# Widows 10 Update Stalls at 77%



## alan222 (Dec 8, 2013)

When Windows 10 tries to update, it updates until 77% and then stalls. At which point, I have to forcibly turn off laptop. When laptop reboots, Windows then “restores previous Windows version.” Just to be clear, Windows 10 has been installed on my computer, I am just referring to a periodic update.

Any ideas as to what is going and what I need to do to remedy this issue?


----------



## flavallee (May 12, 2002)

Go into the search or run box and then type in *winver* and then press the "Enter" key.
What's the exact Windows 10 version and build number?

---------------------------------------------------------------


----------



## alan222 (Dec 8, 2013)

flavallee said:


> Go into the search or run box and then type in *winver* and then press the "Enter" key.
> What's the exact Windows 10 version and build number?
> 
> ---------------------------------------------------------------


Version 1511 OS Build 10586.589


----------



## flavallee (May 12, 2002)

That's an old version of Windows 10.
The anniversary update last month updated it to *1607 build 14393.105*
The cumulative update this month updated it to *1607 build 14393.187*

You may need to download the Windows 10 ISO file containing the anniversary update and then update it that way.
That's how I had to do in one of my computers.
http://answers.microsoft.com/en-us/...y-update/fab99802-4358-49d9-8278-e9664cd56311

--------------------------------------------------------------


----------



## alan222 (Dec 8, 2013)

flavallee said:


> That's an old version of Windows 10.
> The anniversary update last month updated it to *1607 build 14393.105*
> The cumulative update this month updated it to *1607 build 14393.187*
> 
> ...


yes, it is the anniversary updates that stall at 77%


----------



## Dtoolman (Nov 24, 2008)

alan222 said:


> When Windows 10 tries to update, it updates until 77% and then stalls.

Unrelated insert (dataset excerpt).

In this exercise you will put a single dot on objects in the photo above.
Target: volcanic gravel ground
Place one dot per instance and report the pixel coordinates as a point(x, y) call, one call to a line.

At which point, I have to forcibly turn off laptop. When laptop reboots, Windows then "restores previous Windows version." Just to be clear, Windows 10 has been installed on my computer, I am just referring to a periodic update.
> 
> Any ideas as to what is going and what I need to do to remedy this issue?


The update was probably interrupted at some point, or there could be a bad sector on the hard drive now causing the problem. For a fix you would have to know which. If it were my PC I would just format the drive and start over. But this will delete all your data and files.

You could try a system restore that will return it to a point to before the update started.
Try here for instructions: http://www.tenforums.com/tutorials/4588-system-restore-windows-10-a.html


----------